The German government is under extra pressure to take action after the BMW Group and Mercedes parent Daimler were recently accused of selling diesel cars whose emissions exceeded required limits, as well as colluding together with the VW Group on diesel technology for decades. The pressure to take action has also been intensified by the British and French governments recently pledging to end sales of vehicles powered solely by gasoline and diesel engines by 2040.
Germany’s transport authority, the KBA, held an emergency meeting with the BMW Group, Daimler and the VW Group on Wednesday where the automakers agreed to upgrade around five million cars in Germany with software aimed at curbing emissions, even for some older models that meet regulations. PSA Group’s Opel brand will also implement similar software upgrades. The automakers also agreed to participate in a fund to promote sustainable transport in cities.
According to Bloomberg, the software upgrades should reduce NOx emissions by between 25 and 30 percent on average. Crucially, they aren’t expected to have any detrimental effect on fuel economy or performance. The automakers will also offer trade-in bonuses in select markets for owners of older diesel cars that can’t be upgraded. The BMW Group has already announced a Europe-wide 2,000 euro (approximately $2,370) trade-in bonus for older BMW and Mini diesels (those on Euro 4 emission standards) when upgrading to a new BMW or Mini Euro 6 emission standards-compliant vehicle or an electrified model.

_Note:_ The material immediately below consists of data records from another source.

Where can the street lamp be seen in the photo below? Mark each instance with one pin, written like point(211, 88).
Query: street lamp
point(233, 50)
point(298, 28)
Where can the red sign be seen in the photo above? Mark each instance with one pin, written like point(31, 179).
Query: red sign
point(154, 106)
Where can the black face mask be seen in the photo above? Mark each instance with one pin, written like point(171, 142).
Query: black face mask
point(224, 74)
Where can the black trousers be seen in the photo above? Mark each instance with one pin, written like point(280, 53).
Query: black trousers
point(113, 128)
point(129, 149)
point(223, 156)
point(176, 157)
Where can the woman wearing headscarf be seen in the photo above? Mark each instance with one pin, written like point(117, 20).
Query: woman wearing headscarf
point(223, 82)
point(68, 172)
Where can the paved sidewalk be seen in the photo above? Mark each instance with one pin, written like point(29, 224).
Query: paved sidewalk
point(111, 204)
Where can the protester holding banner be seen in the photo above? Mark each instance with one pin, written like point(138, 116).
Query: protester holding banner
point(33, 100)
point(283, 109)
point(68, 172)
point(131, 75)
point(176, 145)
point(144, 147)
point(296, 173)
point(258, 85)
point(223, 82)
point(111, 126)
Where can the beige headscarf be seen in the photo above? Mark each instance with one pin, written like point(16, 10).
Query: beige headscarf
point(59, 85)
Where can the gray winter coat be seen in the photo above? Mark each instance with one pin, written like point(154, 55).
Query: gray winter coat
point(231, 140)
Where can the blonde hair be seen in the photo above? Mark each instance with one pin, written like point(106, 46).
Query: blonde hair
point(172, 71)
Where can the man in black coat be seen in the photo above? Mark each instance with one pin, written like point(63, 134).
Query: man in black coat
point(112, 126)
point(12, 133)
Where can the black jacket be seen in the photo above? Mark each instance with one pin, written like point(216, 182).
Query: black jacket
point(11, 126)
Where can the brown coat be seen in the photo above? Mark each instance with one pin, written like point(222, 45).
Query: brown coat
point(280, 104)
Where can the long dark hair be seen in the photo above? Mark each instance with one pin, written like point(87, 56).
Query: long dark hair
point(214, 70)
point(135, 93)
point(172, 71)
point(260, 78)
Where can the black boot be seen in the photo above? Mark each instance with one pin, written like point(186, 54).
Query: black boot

No everyone is happy with the agreement, including German Environment Minister Barbara Hendricks who, according to Bloomberg, remains convinced that more costly hardware upgrades are required to existing diesels to reduce pollution levels in German cities. Others are also dissatisfied with the length of time it’s taken the German government to act. Recall, it’s now been almost two years since the VW Group scandal surfaced.